Issue (i): Whether the Adjudicating Authority could review its own order dated 20.12.2019 under Rule 11 of the National Company Law Tribunal Rules, 2016 or Section 420 of the Companies Act, 2013.
Analysis: The power of review is not inherent and, in the absence of an express provision in the Insolvency and Bankruptcy Code, 2016, the Adjudicating Authority could not reopen its final order merely because a different view was suggested. The record disclosed no clerical, arithmetical, or procedural mistake that could be corrected as a rectification. The alleged grievances required reconsideration of the merits and therefore lay outside the scope of review or rectification jurisdiction.
Conclusion: The request for review or rectification was rightly rejected and the appellants were not entitled to relief on this issue.
Issue (ii): Whether the order attaching the property and directing its public auction suffered from any error apparent on the record, lack of jurisdiction, or other legal infirmity warranting interference.

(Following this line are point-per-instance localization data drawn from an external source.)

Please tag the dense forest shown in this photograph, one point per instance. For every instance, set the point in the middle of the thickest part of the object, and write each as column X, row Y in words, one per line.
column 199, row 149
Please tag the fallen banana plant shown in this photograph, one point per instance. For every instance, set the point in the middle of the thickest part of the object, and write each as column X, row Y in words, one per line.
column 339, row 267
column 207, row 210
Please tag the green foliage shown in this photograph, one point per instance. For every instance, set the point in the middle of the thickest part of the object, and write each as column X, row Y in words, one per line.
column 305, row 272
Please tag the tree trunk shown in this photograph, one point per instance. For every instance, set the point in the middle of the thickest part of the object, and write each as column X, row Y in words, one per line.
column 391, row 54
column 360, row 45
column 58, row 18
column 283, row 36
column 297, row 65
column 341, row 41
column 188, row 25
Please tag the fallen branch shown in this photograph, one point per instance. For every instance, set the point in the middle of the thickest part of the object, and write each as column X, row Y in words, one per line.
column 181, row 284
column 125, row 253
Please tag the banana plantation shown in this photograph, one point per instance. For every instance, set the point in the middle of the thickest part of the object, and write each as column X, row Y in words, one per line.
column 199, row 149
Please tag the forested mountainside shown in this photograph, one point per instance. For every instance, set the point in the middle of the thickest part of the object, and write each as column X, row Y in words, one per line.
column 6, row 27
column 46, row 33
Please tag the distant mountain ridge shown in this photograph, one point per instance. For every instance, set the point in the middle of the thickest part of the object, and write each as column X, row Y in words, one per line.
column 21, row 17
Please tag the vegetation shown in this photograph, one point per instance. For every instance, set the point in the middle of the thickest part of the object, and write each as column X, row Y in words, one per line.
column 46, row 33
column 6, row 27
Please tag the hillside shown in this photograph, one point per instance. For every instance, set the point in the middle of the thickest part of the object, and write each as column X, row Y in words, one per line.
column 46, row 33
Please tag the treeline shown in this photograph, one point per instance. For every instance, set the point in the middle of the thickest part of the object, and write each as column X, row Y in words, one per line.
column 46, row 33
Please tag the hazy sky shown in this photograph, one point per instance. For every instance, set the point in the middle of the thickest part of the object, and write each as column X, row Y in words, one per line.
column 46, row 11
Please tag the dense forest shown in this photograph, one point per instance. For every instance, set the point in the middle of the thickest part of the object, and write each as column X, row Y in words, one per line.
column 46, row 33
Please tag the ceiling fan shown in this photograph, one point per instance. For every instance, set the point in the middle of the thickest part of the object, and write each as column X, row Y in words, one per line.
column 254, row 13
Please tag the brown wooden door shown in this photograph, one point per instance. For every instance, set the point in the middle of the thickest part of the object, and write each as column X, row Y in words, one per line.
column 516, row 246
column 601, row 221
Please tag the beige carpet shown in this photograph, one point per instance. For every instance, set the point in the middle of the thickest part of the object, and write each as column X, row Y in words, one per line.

Analysis: The property was found to have been acquired through funds of the corporate debtor, with the loan repaid from the corporate debtor's accounts, while the sale deed stood in the name of the ex-director. On the forensic material, the Adjudicating Authority treated the asset as belonging to the corporate debtor and acted within the liquidation framework to protect and realise the estate. The objections based on limitation, benami law, and alleged lack of jurisdiction did not disclose a patent error, and the transaction fell within the ambit of fraudulent conduct addressed by the Code.
Conclusion: The attachment and consequential directions were upheld and no interference was warranted.
Final Conclusion: The impugned orders were sustained in full, and the appeal failed.
Ratio Decidendi: In insolvency proceedings, an adjudicating authority cannot exercise review jurisdiction in the absence of express statutory power, and where evidence shows that an asset was purchased from corporate debtor funds but registered in the name of an ex-director, the tribunal may treat it as a corporate asset and direct attachment and realisation in liquidation.